Беглый раб. Сделай мне больно. Сын Империи | страница 35



Люсьен вскрикнул.

Ослепше он летел вперёд.

Сбросив скорость, на вершине свернул к обочине.

— Mais tʼes fou ou quoi?[78]

На влажном фото в глазах, однако, был не ужас, а восторг. Не глядя, он отбросил снимок:

— Completement fou.[79]

Метрах в ста направо поворот на тускло озарённую стоянку для тех, кого среди Европы застигла ночь. Люсьен въехал и припарковался задом к бордюру.

— Il est fou…[80]

Алексей открыл дверцу, вышел. Позади вдоль линии асфальта одноного стояли урны, на каждую опрятно вывернут пластик мешка. Со стороны водителя дверца хлопнула.

— Зато теперь тебе охота жить.

— Ладно! — ответил Люсьен, — писатель!.. Фёдор Николаич… Что будем делать?

Стоянка уходила в рощу, вдоль аллеи вкопаны столы и скамейки. Все удобства, включая печки для гриля. И никого. Справа проносились тёмные машины — изредка и словно сами по себе. По обе стороны автострады красноватый туман растворялся над полями сахарной свеклы. Было душно. На горизонте полыхала неоном станция обслуживания.

— Сходим. A clean, well-lighted place?[81]

— Давай.

Слишком светло, не очень чисто. Поставив на пол огромный кассетник, за столом накачивалась пивом молодёжь, бледная и отрешённая. Девушки были в майках без лифчиков. Ярость сортирных рисунков была такова, что соответствующие дыры вожделений местами сквозили, пробитые уж неизвестно чем — отвёртками? — сквозь треснувший пластик.
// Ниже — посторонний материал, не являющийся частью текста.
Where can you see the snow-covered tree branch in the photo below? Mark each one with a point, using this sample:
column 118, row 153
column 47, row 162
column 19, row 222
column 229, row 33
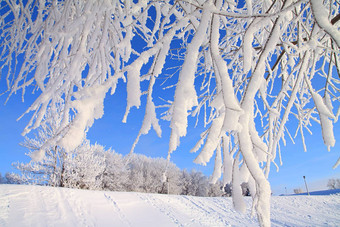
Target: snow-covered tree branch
column 248, row 66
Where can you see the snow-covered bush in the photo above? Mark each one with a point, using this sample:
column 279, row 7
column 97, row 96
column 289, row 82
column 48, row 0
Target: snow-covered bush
column 14, row 178
column 115, row 174
column 85, row 166
column 246, row 65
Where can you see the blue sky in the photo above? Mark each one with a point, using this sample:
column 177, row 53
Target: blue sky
column 316, row 164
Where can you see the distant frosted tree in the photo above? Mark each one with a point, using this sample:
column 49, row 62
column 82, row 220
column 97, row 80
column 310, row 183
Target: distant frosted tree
column 241, row 67
column 85, row 166
column 14, row 178
column 115, row 175
column 47, row 167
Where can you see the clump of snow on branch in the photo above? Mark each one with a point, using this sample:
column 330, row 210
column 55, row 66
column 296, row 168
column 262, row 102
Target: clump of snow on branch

Юный итальянец их обслужил. Они вышли к бензоколонкам. Отхлебнув пива, Люсьен посмотрел на пластмассовый стаканчик у Алексея в пальцах.

— Кофе на ночь?

— Привычка.

— Почему ты, собственно, работаешь ночами?

— Ибу, — ответил он, что по-французски значило «сова».

— Не сова ты, а мизантроп.

— Кто — я?

— Не любишь ближнего, как самого себя.

— Может быть…

— Потому что себя не любишь.

— Тоталитаризм.

— Нет. Эмиграция. Все вы такие, эмигранты, — папаша Мацкевич тоже, а он социализма в Польше не застал. Это ваш комплекс неполноценности.

— Нет у меня никакого комплекса… — Со стаканчиком в руке под звёздным небом этой ночи, которая и посреди бельгийских полей давала иллюзию родного места, Алексею так и казалось. — Там я себя эмигрантом чувствовал больше.

— В России?

Автоматически он поправил западного невежу:

— В Союзе Советских…

— Да, но почему?

— Всё там чужое было, mon ami. И не безразлично чужое, как неон или эта вот ракушка SHELL. Агрессивно враждебное.

— Ничего своего?

— Ничего. Кроме смутной мечты.

— О чём?

— Об ином.

В круг света въезжали неожиданные люди, заправлялись, бросив на них, стоящих, безразличный взгляд, входили расплатиться, убывали. Группа молодёжи вышла, опрокинула урну, погрузилась в открытый американский «кадиллак», выкрашенный в безумный розовый цвет, и уплыла в ночь, предварительно разбив за собой об асфальт бутылку с пивом.